I'd suggest to do it this way:
1) Construct the easy pipeline you mentioned
2) Construct your vectors in memory and "flush" them into a DB. ( Redis and MongoDB are good candidates)
3) Determine how much memory this procedure consumes and parallelize accordingly ( or even better use a map/reduce approach, or a distributed task queue like celery)
Plus all the tips mentioned before (numPy etc..)
Hard to say exactly because there are a few details missing, eg. is this a dedicated box? Does the process run on several machines? Does the avail memory change?
In general I recommend not reimplementing the job of the operating system.
Note this next paragraph doesn't seem to apply since the whole file is read each time:
I'd test implementation three, giving it a healthy disk cache and see what happens. With plenty of cache performance might not be as bad as you'd expect.
You'll also want to cache expensive calculations that will be needed soon. In short, when an expensive operation is calculated that can be used again, you store it in a dictionary (or perhaps disk, memcached, etc), and then look there first before calculating again. The Django docs have a good introduction.
From another comment I infer that your corpus fits into the memory, and you have some cores to throw at the problem, so I would try this:
Find a method to have your corpus in memory. This might be a sort of ram disk with file system, or a database.

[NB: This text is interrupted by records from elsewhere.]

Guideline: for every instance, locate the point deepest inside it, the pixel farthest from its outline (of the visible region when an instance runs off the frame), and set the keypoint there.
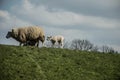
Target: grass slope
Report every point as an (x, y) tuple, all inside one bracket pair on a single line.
[(27, 63)]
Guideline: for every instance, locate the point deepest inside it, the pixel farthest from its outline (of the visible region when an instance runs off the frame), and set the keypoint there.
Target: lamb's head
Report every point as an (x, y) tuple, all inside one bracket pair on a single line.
[(9, 34), (49, 38)]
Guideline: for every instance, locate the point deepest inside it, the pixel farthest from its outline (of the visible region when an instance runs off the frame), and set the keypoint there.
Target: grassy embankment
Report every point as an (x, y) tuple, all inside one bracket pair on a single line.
[(28, 63)]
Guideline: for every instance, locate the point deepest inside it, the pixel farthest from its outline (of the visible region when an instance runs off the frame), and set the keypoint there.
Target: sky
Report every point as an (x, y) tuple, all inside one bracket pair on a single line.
[(95, 20)]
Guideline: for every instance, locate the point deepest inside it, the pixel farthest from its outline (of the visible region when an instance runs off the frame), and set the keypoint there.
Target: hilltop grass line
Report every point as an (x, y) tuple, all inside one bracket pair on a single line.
[(32, 63)]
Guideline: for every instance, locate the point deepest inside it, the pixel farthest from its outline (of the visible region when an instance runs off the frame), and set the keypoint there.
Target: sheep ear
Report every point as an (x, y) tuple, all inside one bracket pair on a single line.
[(12, 30)]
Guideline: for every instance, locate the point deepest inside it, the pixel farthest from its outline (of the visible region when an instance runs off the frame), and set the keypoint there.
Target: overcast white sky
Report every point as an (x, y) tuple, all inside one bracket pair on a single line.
[(95, 20)]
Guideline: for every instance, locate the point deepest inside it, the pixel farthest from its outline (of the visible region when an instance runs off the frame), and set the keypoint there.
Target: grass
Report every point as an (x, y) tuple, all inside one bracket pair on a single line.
[(30, 63)]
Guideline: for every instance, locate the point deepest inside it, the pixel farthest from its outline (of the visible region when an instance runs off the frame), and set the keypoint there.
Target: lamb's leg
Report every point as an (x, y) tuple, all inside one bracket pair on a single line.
[(61, 45), (37, 43), (20, 44)]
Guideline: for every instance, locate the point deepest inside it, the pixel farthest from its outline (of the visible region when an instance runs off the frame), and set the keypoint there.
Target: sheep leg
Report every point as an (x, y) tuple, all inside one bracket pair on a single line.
[(37, 43), (20, 44), (61, 45)]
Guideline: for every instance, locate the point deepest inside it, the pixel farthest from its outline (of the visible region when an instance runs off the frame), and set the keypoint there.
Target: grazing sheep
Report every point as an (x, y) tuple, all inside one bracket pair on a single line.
[(27, 34), (59, 39)]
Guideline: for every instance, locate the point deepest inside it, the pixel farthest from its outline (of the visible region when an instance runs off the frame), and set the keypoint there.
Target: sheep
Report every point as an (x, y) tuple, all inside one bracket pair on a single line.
[(59, 39), (27, 34)]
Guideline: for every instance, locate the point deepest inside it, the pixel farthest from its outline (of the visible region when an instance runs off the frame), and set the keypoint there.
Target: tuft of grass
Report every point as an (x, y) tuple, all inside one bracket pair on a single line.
[(31, 63)]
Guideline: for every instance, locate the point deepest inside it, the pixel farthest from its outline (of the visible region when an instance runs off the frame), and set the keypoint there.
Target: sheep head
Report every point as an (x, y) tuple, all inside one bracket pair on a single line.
[(49, 38)]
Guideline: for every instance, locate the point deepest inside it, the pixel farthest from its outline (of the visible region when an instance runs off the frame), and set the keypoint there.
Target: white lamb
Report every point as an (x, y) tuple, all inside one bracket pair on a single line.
[(56, 39)]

No idea, which one is best for you.
Have a smallish shell script monitor ram usage, and spawn every second another process of the following, as long as there is x memory left (or, if you want to make things a bit more complex, y I/O bandwith to disk):
iterate through the corpus and build and write some vectors
in the end you can collect and combine all vectors, if needed (this would be the reduce part)
Split the corpus evenly in size between parallel jobs (one per core) - process in parallel, ignoring any incomplete line (or if you cannot tell if it is incomplete, ignore the first and last line of that each job processes).
That's the map part.
Use one job to merge the 20+ sets of vectors from each of the earlier jobs - That's the reduce step.
You stand to loose information from 2*N lines where N is the number of parallel processes, but you gain by not adding complicated logic to try and capture these lines for processing.
Many of the methods discussed by others on this page are very helpful, and I recommend that anyone else needing to solve this sort of problem look at them.
One of the crucial aspects of this problem is deciding when to stop building vectors (or whatever you're building) in memory and dump stuff to disk. This requires a (pythonesque) way of determining how much memory one has left.
It turns out that the psutil python module does just the trick.
For example say I want to have a while-loop that adds stuff to a Queue for other processes to deal with until my RAM is 80% full. The follow pseudocode will do the trick:
while (someCondition):
if psutil.phymem_usage().percent > 80.0:
dumpQueue(myQueue,somefile)
else:
addSomeStufftoQueue(myQueue,stuff)
This way you can have one process tracking memory usage and deciding that it's time to write to disk and free up some system memory (deciding which vectors to cache is a separate problem).
PS. Props to to Sean for suggesting this module.